Coexistence sur le terrain : « Un garçon arabe a fait une passe à un Juif qui a marqué - et ils se sont enlacés »

Alors que la guerre, la peur et la polarisation ont encore plus éloigné les Juifs des Arabes, à Givat Haviva, on tente de construire un pont sur le gazon. Des dizaines d'adolescents des deux camps arrivent dans un camp commun, s'entraînent, dorment, apprennent les coutumes de l'autre et découvrent que sur le terrain, ils parlent la même langue.

YnetAuteur : Shlomi Aharoni
Source
Coexistence sur le terrain : « Un garçon arabe a fait une passe à un Juif qui a marqué - et ils se sont enlacés »
Photo : Ynet / צילום: באדיבות מחנה הכדורגל לשלום גבעת חביבה

Le côté le moins agréable du football est celui où la politique se mêle au jeu : quand Lamine Yamal brandit le drapeau de la Palestine, ou quand les supporters de Montréal insultent Dor Turgeman et lui crient « Mort à Israël ». Cependant, il existe aussi des endroits où le ballon rond et le terrain de gazon servent d'outil de rapprochement. Il y a dix ans, en 2016, un projet socio-éducatif appelé « Camp de football pour la paix » a été créé à Givat Haviva, réunissant des adolescents des autorités locales voisines comme Pardes Hanna-Karkur et Basma (Barta'a, Ein as-Sahla et Muawiya). L'objectif est de créer une langue commune, de rapprocher les cœurs et de promouvoir la vie commune par les valeurs du sport et du jeu d'équipe. Le projet est financé par la « Fondation Bloom » anglaise, liée aux propriétaires de Brighton en Premier League. Givat Haviva – le Centre pour une société partagée – est l'une des plus grandes organisations civiles en Israël pour la promotion d'une société partagée. L'organisation travaille à rapprocher les citoyens juifs et arabes pour favoriser la confiance, la compréhension et la coopération par l'éducation, l'apprentissage des langues, l'art et la formation professionnelle.

« Des inquiétudes chez les parents »

Zakaria Khamis, directeur du camp de football pour la paix à Givat Haviva, raconte : « Nous voulions faire un camp de football pour les Juifs et les Arabes, et il s'est transformé en un projet pour la vie commune. L'idée est de briser la séparation entre les adolescents juifs et arabes, qui n'ont aucun point de rencontre sous quelque forme que ce soit. Nous nous adressons aux clubs de football de la région de Menashe, qui comprend des localités juives et arabes, et nous construisons le projet avec les clubs et les entraîneurs des localités environnantes ».
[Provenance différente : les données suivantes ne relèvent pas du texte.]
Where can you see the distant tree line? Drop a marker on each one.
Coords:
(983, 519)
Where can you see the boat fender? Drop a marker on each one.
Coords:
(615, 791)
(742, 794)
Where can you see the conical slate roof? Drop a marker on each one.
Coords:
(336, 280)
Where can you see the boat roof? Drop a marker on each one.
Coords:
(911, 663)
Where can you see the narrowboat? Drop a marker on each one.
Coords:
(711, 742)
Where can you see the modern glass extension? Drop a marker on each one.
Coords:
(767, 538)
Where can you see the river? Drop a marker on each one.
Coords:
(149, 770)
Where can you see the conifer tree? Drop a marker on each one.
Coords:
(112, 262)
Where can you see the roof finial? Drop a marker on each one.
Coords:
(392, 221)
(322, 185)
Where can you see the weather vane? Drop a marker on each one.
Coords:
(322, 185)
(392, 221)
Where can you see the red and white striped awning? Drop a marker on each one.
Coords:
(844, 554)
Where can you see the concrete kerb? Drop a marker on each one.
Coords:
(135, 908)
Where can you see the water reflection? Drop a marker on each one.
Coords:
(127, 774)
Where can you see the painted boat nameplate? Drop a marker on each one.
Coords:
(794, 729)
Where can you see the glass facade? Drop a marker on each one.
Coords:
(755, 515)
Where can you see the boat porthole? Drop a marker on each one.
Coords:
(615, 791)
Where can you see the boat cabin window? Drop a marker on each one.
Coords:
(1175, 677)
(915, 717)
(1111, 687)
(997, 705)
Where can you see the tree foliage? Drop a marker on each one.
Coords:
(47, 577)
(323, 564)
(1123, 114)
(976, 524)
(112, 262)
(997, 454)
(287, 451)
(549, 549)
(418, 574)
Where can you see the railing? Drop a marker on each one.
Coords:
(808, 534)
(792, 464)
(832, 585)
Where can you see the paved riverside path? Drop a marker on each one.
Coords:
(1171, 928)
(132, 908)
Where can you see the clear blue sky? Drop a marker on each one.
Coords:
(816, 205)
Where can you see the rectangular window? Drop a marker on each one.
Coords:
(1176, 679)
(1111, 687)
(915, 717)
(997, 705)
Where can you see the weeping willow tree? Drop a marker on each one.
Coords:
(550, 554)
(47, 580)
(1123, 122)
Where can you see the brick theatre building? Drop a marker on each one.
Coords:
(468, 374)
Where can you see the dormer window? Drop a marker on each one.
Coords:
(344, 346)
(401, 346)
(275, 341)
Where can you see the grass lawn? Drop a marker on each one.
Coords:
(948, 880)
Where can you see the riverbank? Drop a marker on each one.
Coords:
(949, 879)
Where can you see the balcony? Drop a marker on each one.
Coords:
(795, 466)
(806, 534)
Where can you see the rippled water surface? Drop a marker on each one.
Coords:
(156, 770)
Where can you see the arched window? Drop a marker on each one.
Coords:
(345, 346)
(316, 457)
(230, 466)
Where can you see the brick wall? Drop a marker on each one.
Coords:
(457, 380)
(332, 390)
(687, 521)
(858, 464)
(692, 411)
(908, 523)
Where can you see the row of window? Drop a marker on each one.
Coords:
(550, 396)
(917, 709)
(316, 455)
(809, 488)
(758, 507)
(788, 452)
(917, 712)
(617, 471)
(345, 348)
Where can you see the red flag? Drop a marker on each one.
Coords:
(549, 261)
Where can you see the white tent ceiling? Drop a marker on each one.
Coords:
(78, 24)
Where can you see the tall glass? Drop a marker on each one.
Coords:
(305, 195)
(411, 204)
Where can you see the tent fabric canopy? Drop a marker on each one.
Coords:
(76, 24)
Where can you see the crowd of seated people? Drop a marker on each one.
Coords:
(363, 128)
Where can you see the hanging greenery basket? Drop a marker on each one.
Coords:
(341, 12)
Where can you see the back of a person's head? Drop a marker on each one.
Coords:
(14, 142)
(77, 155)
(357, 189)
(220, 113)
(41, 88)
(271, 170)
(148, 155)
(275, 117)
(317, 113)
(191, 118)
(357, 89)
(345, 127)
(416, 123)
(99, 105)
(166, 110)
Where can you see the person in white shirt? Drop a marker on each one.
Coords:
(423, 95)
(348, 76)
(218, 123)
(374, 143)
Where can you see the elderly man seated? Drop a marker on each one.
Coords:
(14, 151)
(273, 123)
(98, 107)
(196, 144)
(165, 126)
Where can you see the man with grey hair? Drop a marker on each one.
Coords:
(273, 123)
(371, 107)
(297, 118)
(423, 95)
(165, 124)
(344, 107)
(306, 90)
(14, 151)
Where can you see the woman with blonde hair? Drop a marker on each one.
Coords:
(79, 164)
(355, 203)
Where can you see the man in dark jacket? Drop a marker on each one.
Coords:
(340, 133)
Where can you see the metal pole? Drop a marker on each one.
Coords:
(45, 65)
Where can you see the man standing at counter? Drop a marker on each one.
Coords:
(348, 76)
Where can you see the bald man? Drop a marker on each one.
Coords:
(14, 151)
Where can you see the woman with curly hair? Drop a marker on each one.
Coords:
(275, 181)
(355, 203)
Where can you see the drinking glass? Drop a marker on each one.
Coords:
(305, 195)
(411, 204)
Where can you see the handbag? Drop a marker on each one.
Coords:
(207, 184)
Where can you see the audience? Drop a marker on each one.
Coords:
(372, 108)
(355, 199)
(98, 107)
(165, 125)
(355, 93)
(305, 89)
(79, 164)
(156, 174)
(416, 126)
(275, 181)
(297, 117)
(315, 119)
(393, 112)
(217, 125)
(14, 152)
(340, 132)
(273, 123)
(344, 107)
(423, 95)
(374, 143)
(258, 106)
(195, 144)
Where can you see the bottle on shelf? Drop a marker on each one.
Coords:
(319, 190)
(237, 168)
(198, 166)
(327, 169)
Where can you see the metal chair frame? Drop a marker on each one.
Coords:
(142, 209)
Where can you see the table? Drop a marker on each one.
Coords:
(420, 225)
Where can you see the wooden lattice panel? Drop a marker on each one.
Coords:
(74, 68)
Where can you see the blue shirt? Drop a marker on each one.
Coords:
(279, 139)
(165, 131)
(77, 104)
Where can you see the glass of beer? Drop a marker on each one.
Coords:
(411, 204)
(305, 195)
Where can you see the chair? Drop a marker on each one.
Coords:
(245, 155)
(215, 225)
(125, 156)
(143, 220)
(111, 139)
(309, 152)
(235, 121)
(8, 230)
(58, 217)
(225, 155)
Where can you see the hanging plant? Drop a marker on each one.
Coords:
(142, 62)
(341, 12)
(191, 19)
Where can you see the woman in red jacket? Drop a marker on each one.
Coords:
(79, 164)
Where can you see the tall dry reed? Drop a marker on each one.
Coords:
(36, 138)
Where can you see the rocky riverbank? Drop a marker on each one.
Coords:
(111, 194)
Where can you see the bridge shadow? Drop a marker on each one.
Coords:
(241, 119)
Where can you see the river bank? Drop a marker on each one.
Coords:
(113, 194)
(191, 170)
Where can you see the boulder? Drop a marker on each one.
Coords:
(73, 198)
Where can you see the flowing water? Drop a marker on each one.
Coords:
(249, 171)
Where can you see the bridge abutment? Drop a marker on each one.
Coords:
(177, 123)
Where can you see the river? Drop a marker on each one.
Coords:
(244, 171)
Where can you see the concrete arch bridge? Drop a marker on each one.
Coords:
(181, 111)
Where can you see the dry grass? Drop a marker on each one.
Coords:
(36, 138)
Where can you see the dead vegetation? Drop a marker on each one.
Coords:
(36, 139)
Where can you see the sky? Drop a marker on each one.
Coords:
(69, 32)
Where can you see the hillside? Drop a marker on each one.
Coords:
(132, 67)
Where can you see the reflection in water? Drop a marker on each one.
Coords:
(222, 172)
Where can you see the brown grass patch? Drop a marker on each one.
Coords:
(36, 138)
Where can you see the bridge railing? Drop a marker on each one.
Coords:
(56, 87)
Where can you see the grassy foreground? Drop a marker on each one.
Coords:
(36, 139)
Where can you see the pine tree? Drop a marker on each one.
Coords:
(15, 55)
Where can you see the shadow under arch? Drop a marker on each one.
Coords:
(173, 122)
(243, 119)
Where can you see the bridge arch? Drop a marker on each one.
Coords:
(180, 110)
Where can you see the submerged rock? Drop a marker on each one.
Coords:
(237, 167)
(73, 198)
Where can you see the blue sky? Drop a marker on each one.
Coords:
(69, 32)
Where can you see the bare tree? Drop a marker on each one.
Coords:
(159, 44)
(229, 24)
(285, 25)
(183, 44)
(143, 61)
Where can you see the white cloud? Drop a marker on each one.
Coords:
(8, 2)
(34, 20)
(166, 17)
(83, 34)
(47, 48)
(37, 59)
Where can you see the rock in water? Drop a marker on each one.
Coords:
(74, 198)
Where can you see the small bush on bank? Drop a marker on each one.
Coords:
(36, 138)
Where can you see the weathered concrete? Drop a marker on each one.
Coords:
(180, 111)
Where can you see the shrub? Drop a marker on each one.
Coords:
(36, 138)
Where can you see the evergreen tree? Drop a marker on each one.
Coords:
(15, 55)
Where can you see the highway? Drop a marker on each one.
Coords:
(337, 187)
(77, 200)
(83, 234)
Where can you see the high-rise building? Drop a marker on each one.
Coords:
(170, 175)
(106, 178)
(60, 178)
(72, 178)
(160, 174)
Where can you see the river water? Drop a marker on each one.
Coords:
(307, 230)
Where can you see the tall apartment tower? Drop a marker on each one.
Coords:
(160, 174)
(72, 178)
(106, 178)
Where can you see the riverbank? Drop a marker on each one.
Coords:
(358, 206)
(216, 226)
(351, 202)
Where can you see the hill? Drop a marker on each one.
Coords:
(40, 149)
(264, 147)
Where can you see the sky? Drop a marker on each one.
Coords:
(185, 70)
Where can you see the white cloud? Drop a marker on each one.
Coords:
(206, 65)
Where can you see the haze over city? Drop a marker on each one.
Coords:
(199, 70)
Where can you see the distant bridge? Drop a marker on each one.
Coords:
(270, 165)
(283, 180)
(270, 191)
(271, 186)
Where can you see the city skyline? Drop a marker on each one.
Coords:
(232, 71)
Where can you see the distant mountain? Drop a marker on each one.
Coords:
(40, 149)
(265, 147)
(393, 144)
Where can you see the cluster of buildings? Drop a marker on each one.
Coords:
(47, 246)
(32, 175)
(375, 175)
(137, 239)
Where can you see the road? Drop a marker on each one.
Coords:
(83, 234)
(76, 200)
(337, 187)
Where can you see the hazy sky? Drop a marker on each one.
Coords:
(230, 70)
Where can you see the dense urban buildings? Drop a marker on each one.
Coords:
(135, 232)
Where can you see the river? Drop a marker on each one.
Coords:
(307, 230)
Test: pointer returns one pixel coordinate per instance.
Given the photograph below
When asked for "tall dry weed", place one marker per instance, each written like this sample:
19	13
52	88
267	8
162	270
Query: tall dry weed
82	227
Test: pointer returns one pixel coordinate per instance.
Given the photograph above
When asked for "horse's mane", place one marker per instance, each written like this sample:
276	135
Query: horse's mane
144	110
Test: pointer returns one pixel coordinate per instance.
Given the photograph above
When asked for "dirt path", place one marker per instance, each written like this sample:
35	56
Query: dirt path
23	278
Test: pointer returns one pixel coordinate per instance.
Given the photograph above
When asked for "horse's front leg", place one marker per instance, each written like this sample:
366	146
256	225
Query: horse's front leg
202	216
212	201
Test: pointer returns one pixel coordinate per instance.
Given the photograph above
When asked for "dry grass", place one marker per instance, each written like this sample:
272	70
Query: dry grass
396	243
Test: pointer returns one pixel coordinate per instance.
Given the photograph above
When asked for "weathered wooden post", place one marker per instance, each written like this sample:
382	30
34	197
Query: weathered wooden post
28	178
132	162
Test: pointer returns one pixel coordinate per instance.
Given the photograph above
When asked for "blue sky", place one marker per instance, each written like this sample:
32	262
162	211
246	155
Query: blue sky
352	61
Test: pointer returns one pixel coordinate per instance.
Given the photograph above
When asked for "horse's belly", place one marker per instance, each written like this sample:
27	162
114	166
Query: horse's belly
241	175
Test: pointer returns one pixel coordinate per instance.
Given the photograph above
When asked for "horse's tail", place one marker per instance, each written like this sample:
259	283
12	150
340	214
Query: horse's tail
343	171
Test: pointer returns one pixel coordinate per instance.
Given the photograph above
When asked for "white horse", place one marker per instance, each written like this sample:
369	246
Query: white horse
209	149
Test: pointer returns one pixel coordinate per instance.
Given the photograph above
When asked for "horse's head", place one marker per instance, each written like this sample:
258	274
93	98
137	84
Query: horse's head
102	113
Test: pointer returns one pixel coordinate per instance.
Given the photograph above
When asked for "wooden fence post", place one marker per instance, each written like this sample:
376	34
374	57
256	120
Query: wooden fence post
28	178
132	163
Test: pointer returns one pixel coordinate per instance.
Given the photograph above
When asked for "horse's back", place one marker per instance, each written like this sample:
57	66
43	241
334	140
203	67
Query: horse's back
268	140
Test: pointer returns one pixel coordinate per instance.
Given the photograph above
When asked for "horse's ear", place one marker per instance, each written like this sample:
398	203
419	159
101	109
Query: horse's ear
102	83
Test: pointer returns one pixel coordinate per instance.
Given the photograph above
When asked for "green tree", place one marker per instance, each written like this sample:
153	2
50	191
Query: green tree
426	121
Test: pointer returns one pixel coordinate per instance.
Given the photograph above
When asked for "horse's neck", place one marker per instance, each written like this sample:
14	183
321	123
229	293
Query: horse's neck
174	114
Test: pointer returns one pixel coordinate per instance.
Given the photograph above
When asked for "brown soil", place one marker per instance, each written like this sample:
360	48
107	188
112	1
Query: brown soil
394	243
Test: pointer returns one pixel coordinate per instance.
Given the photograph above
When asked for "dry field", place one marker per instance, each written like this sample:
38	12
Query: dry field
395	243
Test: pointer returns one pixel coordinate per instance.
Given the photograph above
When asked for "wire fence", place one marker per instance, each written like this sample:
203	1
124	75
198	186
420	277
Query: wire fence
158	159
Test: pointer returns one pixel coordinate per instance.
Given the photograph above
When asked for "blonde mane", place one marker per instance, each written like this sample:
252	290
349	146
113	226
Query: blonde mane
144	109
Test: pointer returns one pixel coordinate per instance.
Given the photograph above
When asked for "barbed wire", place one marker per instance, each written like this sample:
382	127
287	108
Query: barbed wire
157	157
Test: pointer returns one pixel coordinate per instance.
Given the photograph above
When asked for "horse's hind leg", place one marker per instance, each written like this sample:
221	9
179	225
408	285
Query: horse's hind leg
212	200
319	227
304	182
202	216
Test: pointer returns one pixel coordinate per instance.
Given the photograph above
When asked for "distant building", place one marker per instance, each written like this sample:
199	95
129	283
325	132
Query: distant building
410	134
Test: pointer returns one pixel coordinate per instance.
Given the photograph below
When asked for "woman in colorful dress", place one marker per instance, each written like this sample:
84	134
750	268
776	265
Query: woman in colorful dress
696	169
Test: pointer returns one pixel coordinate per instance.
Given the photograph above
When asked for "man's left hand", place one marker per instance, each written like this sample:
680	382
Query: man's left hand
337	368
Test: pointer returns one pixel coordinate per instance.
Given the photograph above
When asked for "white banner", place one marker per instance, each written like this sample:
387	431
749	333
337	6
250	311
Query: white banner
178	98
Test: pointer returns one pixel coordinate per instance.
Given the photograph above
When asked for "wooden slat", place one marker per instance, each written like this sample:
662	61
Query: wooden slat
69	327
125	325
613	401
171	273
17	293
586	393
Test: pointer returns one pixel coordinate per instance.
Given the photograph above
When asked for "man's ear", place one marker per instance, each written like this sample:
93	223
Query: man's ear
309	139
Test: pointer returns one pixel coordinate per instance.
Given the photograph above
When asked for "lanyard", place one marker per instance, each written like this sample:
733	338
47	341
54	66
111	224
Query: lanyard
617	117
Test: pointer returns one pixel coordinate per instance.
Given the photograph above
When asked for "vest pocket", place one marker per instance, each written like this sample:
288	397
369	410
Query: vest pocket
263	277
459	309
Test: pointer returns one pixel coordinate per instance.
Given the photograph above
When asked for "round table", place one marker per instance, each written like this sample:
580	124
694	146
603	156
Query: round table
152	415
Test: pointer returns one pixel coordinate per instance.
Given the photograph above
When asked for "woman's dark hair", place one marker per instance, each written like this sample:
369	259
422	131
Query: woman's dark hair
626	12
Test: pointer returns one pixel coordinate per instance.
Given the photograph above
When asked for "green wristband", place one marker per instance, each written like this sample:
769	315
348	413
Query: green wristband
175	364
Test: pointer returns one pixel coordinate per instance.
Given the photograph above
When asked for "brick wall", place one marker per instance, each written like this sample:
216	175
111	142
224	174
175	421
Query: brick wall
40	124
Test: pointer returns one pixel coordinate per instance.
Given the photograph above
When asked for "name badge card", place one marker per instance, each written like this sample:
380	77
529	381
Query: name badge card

« Nous avons commencé en 2016 avec 30 à 40 enfants. Suite au 7 octobre, nous avons arrêté le projet et repris nos activités en 2025 avec deux entraîneurs juifs et deux entraîneurs arabes. Cette année, fin juillet, 44 enfants ont participé au projet – 24 Arabes et 20 Juifs. Il y a beaucoup d'inquiétudes et de peurs de la part des enfants et des parents. Tout le monde pose beaucoup de questions et vérifie tout à la loupe, mais ils ont du courage. L'idée est de faire exactement le contraire là où il y a de l'hostilité, de la distance et de l'incitation ».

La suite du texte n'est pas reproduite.